Service Directory is Google’s managed service registry for centralized service discovery in Google Cloud, hybrid, and multi-cloud environments.
What is Google Cloud Service Directory?
Service Directory is a fully managed service registry that centrally catalogs all services in an organization and makes them available for service discovery. Applications can find services by name instead of hardcoding IP addresses or endpoints. The service supports Google Cloud workloads, on-premises systems, and other cloud providers for true hybrid and multi-cloud architectures.
The hierarchy in Service Directory is four-tiered: Projects contain Namespaces (e.g., prod, staging, dev), Namespaces contain Services (e.g., api, database, cache), and Services contain Endpoints with IP addresses, ports, and metadata. This structure enables flexible organization and environment separation.
Service Directory integrates seamlessly with Cloud DNS for DNS-based service discovery. Registered services are automatically available as DNS records in Private DNS Zones, so applications can find services via standard DNS lookups. Alternatively, the Service Directory API enables programmatic access with additional metadata information.
The service is highly available with 99.99% SLA, fully managed without infrastructure overhead, and IAM-integrated for granular access controls. EU regions ensure GDPR compliance.
Common Use Cases
Central Service Registry for Microservices
A company with 100+ microservices uses Service Directory as a central registry. Each service registers on deployment, other services find endpoints via DNS. During rolling updates, endpoints are automatically updated, service discovery remains transparent.
Hybrid Cloud Service Discovery
A company connects on-premises datacenters with Google Cloud via Cloud VPN. On-premises services are registered in Service Directory, cloud applications find these services via DNS. The unified registry simplifies hybrid architectures.

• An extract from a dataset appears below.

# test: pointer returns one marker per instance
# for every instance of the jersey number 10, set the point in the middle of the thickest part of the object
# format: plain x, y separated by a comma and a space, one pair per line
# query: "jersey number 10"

Multi-Environment Management
An organization uses namespaces for environment separation: prod, staging, dev. Each environment has its own service endpoints, applications use environment-specific DNS names. Promotions from staging to prod require only endpoint updates in Service Directory.
Private Service Connect Integration
A SaaS provider publishes APIs via Private Service Connect. Service Directory stores PSC endpoints, customers find services via DNS without public internet exposure. IAM controls which projects can access which services.
Multi-Cloud Service Catalog
An organization with workloads on GCP and AWS uses Service Directory as a unified registry. Services from both clouds are registered, applications find all services centrally. This abstracts the underlying cloud infrastructure.
Integration with innFactory
As a Google Cloud partner, innFactory supports you with Service Directory: architecture design, hybrid cloud integration, DNS configuration, and service mesh integration.
Contact us for a consultation on Service Directory and Google Cloud networking.
Available Tiers & Options
Standard
- Fully managed
- Highly available
- DNS integration
- Private Service Connect
- No automatic health checking
Typical Use Cases
Technical Specifications
Frequently Asked Questions
What is Google Cloud Service Directory?
Service Directory is a managed service registry that centrally catalogs all services in an organization. Applications can find services via DNS or API without having to hardcode endpoints. The service supports Google Cloud, on-premises, and other clouds.
How does Service Directory differ from Cloud DNS?
Cloud DNS is a DNS hosting service, Service Directory is a service registry with DNS integration. Service Directory stores service metadata and endpoints, which are automatically available as DNS records via Cloud DNS Private Zones.
Can I register on-premises services?
Yes, Service Directory supports hybrid cloud scenarios. You can manually register on-premises services or automatically synchronize via Anthos integration. Applications in Google Cloud can then discover these services via DNS or API.
How does the hierarchy work in Service Directory?
Service Directory uses a four-level hierarchy: Projects contain Namespaces (e.g., prod, staging), Namespaces contain Services (e.g., api, database), Services contain Endpoints (IP addresses and ports). This structure enables flexible organization.
Does Service Directory offer health checking?
Service Directory itself does not perform active health checking. You can implement health checking via Load Balancers, GKE, or custom solutions and remove endpoints from Service Directory on failure.
How is Service Directory billed?
Service Directory charges per registered endpoint and per API call. Costs are very low: typically under $1 per month for small to medium deployments. DNS lookups via Cloud DNS are charged separately.